Real estate consultants Landmark Advisory said capital values across all segments of the market in both Dubai and Abu Dhabi continued to decline during the period.
Prices for apartments in Dubai declined by 5.8 percent in Q4 2010 while villa rents saw a drop of 1.4 percent.
Landmark's study also indicated that apartment rents fell by 7.5 percent in the same period while rents for villas declined by 3.4 percent.
Saeed Hashmi, head of Valuation and Advisory at Landmark Advisory, said that while prices were still falling, there was a "significant spike" in apartment leasing volumes in the quarter.
He said this was due to a "combination of relocation demand from other Emirates in the UAE, coupled with people within Dubai looking to take advantage of declining rents".
Hashmi said the oversupply in Dubai's residential market would "continue to put downward pressure on capital values".
Activity in Dubai's office market remained slow in Q4, Landmark's report said, adding that oversupply was also hitting this sector.
In Abu Dhabi, Landmark said it was difficult to analyse the residential market in isolation because although it is currently undersupplied, it continued to behave as if it is oversupplied.
Hasmi said transactions levels in the capital remained low despite prices in some developments falling 17 percent compared to Q3.
Rental declines were also witnessed, with a six percent decline - resulting in a cumulative fall of 31 percent over the year.
Hashmi added that while capital values and rents continued to fall in Q4 2010, sentiment overall improved and there were signs of investors reconsidering the UAE, in particular Dubai, as a place to invest again.

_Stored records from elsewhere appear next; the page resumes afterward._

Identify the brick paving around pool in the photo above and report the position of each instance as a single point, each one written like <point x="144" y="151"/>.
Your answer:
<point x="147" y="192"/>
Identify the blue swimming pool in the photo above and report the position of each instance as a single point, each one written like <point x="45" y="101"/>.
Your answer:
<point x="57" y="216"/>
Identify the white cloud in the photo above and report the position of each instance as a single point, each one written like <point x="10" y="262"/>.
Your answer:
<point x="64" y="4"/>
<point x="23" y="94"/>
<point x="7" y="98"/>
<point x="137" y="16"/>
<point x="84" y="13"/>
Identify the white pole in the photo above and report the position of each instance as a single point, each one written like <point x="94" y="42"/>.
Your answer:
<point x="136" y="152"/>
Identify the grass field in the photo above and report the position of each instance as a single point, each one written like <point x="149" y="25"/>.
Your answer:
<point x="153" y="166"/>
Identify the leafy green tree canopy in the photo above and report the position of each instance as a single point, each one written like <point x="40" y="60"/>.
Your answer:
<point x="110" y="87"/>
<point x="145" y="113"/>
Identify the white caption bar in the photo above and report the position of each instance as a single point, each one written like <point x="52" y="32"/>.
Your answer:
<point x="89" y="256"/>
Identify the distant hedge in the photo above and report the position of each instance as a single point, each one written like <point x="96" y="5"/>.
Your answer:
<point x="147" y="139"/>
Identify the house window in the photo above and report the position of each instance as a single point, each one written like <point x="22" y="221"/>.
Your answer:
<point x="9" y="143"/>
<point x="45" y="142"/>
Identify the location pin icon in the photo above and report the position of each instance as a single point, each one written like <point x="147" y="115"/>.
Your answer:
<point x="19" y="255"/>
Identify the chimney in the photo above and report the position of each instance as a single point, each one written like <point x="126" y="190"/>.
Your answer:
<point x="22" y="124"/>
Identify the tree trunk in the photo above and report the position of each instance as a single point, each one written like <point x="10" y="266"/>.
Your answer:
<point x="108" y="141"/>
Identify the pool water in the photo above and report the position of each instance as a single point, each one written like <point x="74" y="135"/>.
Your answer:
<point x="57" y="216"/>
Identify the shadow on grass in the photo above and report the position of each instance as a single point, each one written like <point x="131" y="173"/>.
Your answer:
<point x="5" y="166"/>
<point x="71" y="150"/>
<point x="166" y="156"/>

Ours dropped by 23% in 2010, and our landlord has already told us to expect a further decrease for the following year. We've gone from six digits to five, making things slighty easier, but increased costs for DEWA/district cooling, etc. are reabsorbing our decrease and with no salary increase in four years it's starting to hurt.
It seems the most any journalist will go to is that prices are 62 percent off 2008 peak. Come on chaps they were 60 % off peak by the end of the second quarter 2010. 6% drop in Q4 2010 and a further 3.6 % January and February 2011. We are definitely now through the psychological barrier of 70 per cent off 2008 peak.
The bottom will be 85 per cent off peak, which is what a canny investor would pay you now in a falling market, so say 550,000 Dh's for a 2 bed Springs middle?